China's economy slowed in the first quarter to its weakest pace on record, but an improvement in data for March offered tentative signs that the worst may be over for the world's third-largest economy.

Annual economic growth slowed to 6.1 percent from 6.8 percent in the fourth quarter of 2008, slightly missing economists' forecasts of a 6.3 percent rise and marking the weakest expansion since quarterly records began in 1992. (For a graphic, click on: http://graphics.thomsonreuters.com/apr09/CN_GDP0409.jpg)

Growth was dragged down largely by a sharp fall in exports, but a surge in lending in the first quarter spurred by the government's 4 trillion yuan ($585 billion) stimulus package, helped cushion the blow.

The overall national economy showed positive changes, with better performance than expected, Li Xiaochao, spokesman for the National Bureau of Statistics, said at a news conference on Thursday.

Still, Li said the drop in exports was eroding corporate profits, reducing government revenues and making it harder to create jobs.

The national economy is confronted with the pressure of a slowdown, he said.

The yen gained against the dollar and other major currencies after the data, which prompted unwinding of trades by investors, who bought other currencies such as the Australian dollar and sterling, betting on a positive surprise.

Commodities markets, which had already braced for a slowdown in the first quarter, took the news in stride. Oil and copper prices were little changed after the figures were released, holding on to earlier gains.

Shares in Shanghai <.SSEC> initially spiked to an eight-month high after the data only to give up the gains later. They traded 0.14 percent down at 11:35 p.m. EDT.

Annual growth in urban fixed-asset investment surged unexpectedly to 28.6 percent in the first three months, while annual industrial output growth rebounded to 8.3 percent in March, from a record low 3.8 percent in the first two months of the year.

Economists said there were no big surprises in the data, which confirmed a scenario of a gradual recovery in the latter part of the year, though they were divided over whether the government's 8 percent growth target for this year was still attainable.

Overall, the data shows that China had a very weak start to the year, offset by some stabilization in economic conditions in March as the impact of policy stimulus starts to build, said Brian Jackson, economist at Royal Bank of Canada In Hong Kong.

We think that the economy will remain subdued in the next few months but should start to improve gradually in the second half of 2009.

Still, the data kept market speculation alive that Beijing would top up its stimulus package with more spending, and economists warned that depressed global demand for Chinese-made goods would continue to weigh on the economy.
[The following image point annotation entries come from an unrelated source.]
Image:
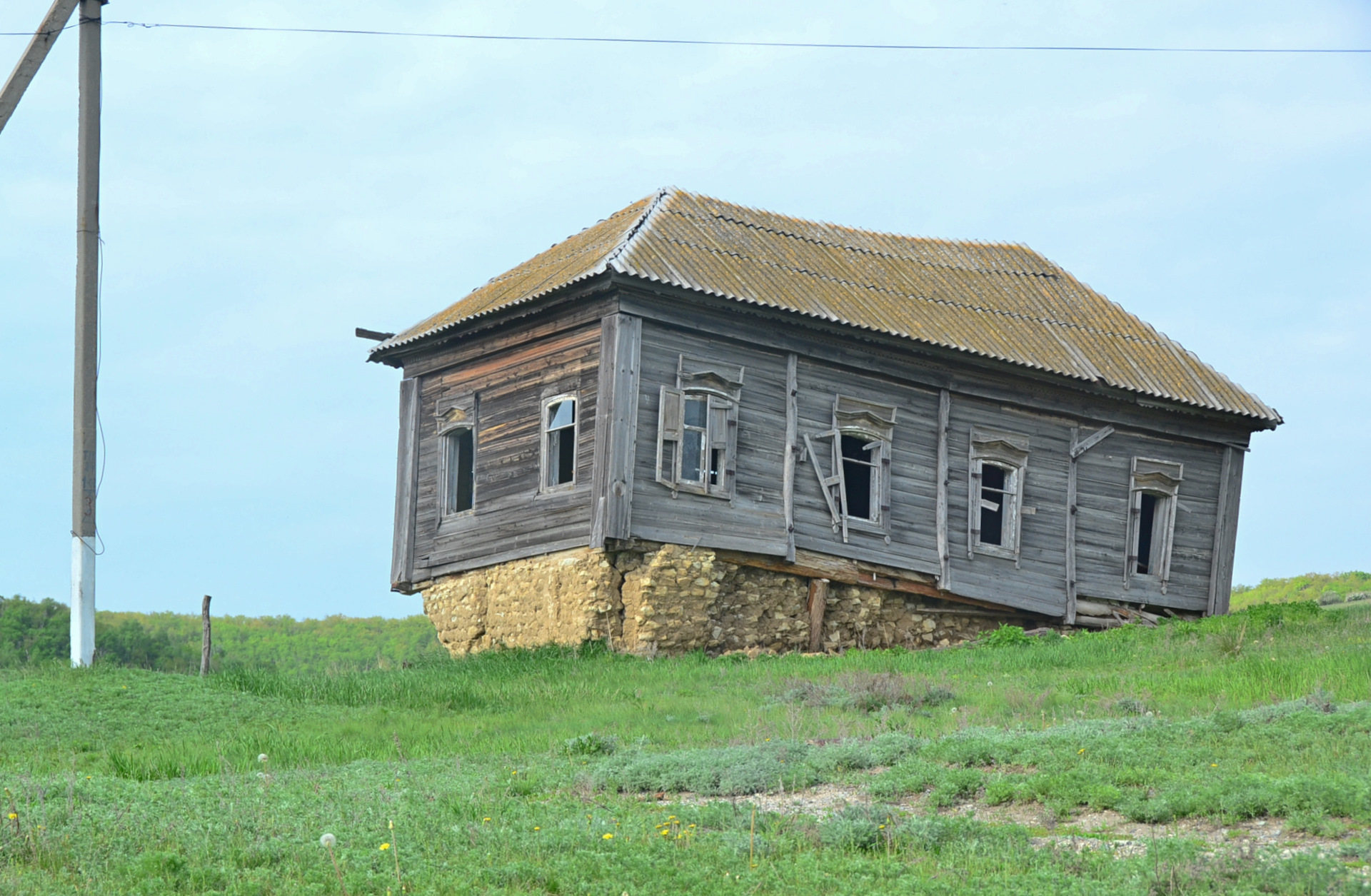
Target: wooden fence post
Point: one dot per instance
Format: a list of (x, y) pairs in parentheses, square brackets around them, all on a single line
[(205, 640)]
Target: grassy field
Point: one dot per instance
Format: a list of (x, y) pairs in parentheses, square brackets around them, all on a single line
[(1325, 590), (539, 772)]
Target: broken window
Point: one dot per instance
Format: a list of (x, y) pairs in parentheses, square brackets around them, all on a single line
[(994, 500), (558, 443), (458, 470), (697, 428), (856, 475), (1152, 518), (457, 459)]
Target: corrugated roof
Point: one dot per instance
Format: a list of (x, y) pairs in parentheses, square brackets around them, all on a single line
[(992, 299)]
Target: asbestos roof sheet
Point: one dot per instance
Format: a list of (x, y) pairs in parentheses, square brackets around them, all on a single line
[(992, 299)]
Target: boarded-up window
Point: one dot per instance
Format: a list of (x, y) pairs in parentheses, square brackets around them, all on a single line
[(697, 428), (458, 472), (855, 475), (1152, 520), (560, 443), (997, 465)]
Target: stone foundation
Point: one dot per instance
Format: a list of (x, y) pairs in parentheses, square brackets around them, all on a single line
[(673, 599)]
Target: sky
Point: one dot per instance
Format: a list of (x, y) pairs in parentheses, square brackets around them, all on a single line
[(265, 193)]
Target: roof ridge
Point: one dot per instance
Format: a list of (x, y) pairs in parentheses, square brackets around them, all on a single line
[(1082, 328), (994, 244), (627, 241)]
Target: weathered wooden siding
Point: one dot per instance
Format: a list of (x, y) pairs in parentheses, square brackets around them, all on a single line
[(1040, 581), (755, 518), (1103, 520), (913, 541), (511, 518), (1044, 413)]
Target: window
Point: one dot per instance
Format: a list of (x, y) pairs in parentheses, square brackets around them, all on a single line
[(458, 472), (856, 478), (457, 460), (994, 499), (560, 443), (697, 428), (1152, 520)]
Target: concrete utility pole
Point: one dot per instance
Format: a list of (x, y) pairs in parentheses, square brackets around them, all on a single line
[(88, 284), (84, 474)]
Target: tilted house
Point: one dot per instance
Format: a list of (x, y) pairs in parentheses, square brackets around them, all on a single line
[(703, 426)]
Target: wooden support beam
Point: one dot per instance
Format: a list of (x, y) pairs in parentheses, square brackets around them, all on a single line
[(943, 551), (853, 573), (818, 602), (205, 636), (1070, 617), (791, 448), (34, 56)]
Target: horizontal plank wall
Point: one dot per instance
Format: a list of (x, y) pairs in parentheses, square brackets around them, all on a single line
[(913, 470), (616, 428), (511, 518), (1103, 520), (755, 518), (1038, 584)]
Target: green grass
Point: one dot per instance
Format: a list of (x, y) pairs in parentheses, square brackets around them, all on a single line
[(1326, 590), (134, 781)]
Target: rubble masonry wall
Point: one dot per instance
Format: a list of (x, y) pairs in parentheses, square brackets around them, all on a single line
[(673, 599)]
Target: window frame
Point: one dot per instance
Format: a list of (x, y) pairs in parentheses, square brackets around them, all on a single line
[(875, 423), (460, 414), (1160, 478), (1010, 453), (545, 432), (720, 387)]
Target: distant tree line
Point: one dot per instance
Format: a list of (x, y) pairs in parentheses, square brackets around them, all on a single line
[(39, 630)]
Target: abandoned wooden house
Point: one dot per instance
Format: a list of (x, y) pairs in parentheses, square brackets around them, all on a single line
[(703, 426)]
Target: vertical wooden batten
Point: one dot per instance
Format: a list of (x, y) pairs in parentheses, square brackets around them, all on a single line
[(406, 487), (943, 551), (791, 448), (616, 428), (1225, 530), (1078, 447)]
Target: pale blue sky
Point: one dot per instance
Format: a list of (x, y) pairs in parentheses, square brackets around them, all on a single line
[(265, 193)]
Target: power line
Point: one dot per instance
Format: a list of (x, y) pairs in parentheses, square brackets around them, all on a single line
[(720, 43)]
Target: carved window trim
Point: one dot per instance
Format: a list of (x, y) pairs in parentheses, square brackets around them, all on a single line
[(701, 410), (550, 453), (1159, 480), (456, 414), (875, 423), (1010, 453)]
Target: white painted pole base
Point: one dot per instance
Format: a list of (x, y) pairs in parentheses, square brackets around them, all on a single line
[(83, 600)]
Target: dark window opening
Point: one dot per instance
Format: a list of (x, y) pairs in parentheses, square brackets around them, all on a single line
[(992, 505), (694, 438), (461, 472), (858, 470), (1147, 520), (561, 443)]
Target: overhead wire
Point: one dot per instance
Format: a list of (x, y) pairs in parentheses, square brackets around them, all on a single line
[(685, 41)]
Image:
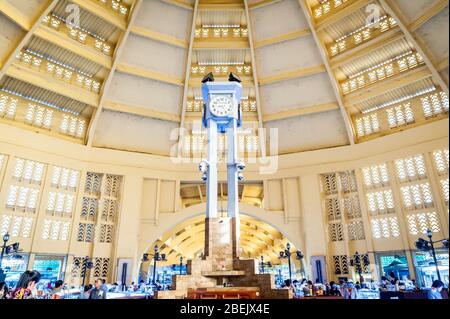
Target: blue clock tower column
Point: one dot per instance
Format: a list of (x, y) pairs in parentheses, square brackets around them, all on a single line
[(222, 116)]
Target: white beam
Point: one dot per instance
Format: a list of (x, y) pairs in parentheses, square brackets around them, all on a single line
[(394, 12), (34, 26), (345, 116), (186, 80), (107, 84)]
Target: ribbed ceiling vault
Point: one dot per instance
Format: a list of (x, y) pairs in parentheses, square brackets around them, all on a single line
[(129, 75), (187, 240)]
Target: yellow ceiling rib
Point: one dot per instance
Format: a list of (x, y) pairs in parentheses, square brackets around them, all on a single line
[(443, 64), (102, 12), (221, 6), (283, 37), (300, 111), (261, 3), (141, 111), (428, 14), (346, 9), (395, 82), (391, 8), (16, 15), (324, 55), (107, 83), (185, 4), (357, 52), (221, 43), (149, 74), (52, 84), (74, 46), (292, 74), (261, 132), (160, 37), (30, 31)]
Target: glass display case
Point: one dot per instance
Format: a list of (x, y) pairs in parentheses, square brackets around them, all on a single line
[(14, 266), (368, 294), (51, 267), (426, 269)]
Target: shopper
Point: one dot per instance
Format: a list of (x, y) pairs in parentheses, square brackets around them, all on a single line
[(104, 286), (98, 292), (435, 291), (57, 291), (26, 286), (350, 291), (85, 294)]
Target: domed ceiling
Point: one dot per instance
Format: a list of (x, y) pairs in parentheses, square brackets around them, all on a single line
[(125, 74)]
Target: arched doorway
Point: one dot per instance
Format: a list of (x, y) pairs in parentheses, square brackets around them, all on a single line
[(259, 237)]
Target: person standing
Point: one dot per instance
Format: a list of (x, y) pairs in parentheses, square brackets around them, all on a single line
[(435, 291), (85, 294), (57, 291), (26, 286), (98, 292), (104, 286)]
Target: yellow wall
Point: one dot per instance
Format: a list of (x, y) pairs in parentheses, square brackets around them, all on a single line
[(293, 201)]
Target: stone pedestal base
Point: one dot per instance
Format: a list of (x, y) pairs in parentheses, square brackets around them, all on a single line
[(221, 265), (202, 274)]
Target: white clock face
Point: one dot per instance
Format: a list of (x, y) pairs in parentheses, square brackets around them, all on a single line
[(221, 105)]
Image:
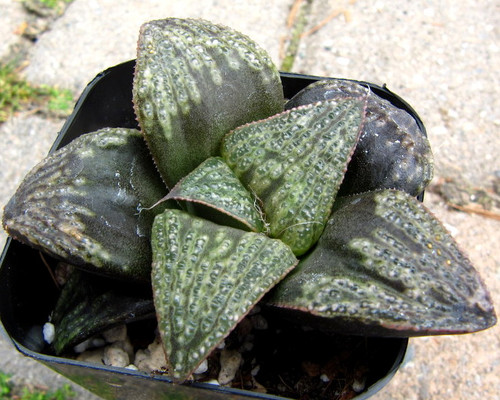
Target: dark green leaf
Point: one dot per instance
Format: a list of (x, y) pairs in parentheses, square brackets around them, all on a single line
[(294, 162), (194, 82), (206, 277), (86, 203)]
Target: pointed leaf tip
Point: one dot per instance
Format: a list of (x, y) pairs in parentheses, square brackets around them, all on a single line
[(214, 184), (206, 277)]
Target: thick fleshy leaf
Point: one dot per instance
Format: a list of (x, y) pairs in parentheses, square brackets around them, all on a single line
[(392, 152), (215, 185), (385, 266), (90, 304), (86, 203), (194, 82), (294, 162), (206, 277)]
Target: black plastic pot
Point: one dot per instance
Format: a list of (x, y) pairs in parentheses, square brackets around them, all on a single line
[(27, 294)]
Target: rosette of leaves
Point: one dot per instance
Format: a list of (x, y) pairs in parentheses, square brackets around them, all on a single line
[(253, 205)]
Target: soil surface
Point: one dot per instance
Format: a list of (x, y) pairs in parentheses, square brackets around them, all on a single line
[(441, 56)]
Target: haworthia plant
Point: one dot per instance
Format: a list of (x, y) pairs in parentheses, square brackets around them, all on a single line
[(215, 185), (194, 82), (294, 163), (209, 103), (87, 204), (206, 278), (90, 304), (385, 266), (392, 152)]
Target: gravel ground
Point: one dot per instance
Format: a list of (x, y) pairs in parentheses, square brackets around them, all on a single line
[(441, 56)]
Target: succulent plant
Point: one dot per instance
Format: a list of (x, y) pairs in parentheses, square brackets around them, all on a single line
[(313, 206)]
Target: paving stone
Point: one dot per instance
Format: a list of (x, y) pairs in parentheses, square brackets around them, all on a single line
[(26, 139), (12, 18), (94, 35), (442, 57), (439, 56)]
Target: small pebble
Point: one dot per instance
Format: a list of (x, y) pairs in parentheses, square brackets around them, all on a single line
[(81, 347), (96, 342), (49, 331), (230, 361)]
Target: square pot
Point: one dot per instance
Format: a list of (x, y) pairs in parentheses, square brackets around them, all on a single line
[(27, 294)]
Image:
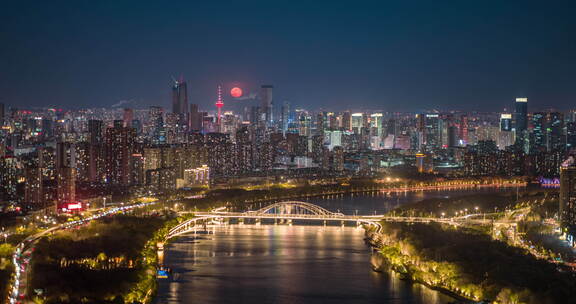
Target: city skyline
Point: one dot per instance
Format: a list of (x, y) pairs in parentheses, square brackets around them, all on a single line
[(390, 56)]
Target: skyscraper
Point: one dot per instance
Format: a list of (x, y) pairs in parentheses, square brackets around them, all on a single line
[(538, 136), (505, 122), (195, 118), (119, 148), (267, 102), (2, 113), (180, 100), (95, 129), (521, 115), (567, 209), (128, 117), (285, 114), (555, 137), (33, 193)]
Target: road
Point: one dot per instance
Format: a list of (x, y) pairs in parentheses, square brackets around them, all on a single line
[(23, 255)]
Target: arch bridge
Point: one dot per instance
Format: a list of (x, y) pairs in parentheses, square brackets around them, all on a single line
[(287, 210)]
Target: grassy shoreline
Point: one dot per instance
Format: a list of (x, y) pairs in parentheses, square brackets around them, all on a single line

The situation is still quite challenging as seen in the fall in the output of foreign-owned companies, which are mostly geared to exports, said Suan Teck Kin, economist at United Overseas Bank in Singapore, who sees full-year growth at 6.5 percent.

In a sign that the economy still faces a bumpy ride in months ahead, the Shanghai Securities News reported that the decline in China's power consumption, a measure of economic activity, accelerated in the first 10 days of April.

On a positive note, deflationary pressures also appeared to ease at the consumer level. Consumer prices fell 1.2 percent in March from a year earlier, in line with expectations and a less marked fall than in February. (For a graphic, click on: http://graphics.thomsonreuters.com/apr09/CN_CPPI0409.jpg)

But the statistics agency said producer prices fell 6.0 percent in March from a year ago, a sharper drop than the 5.5 percent decline expected by economists polled by Reuters and also more severe than the 4.5 percent annual drop in February.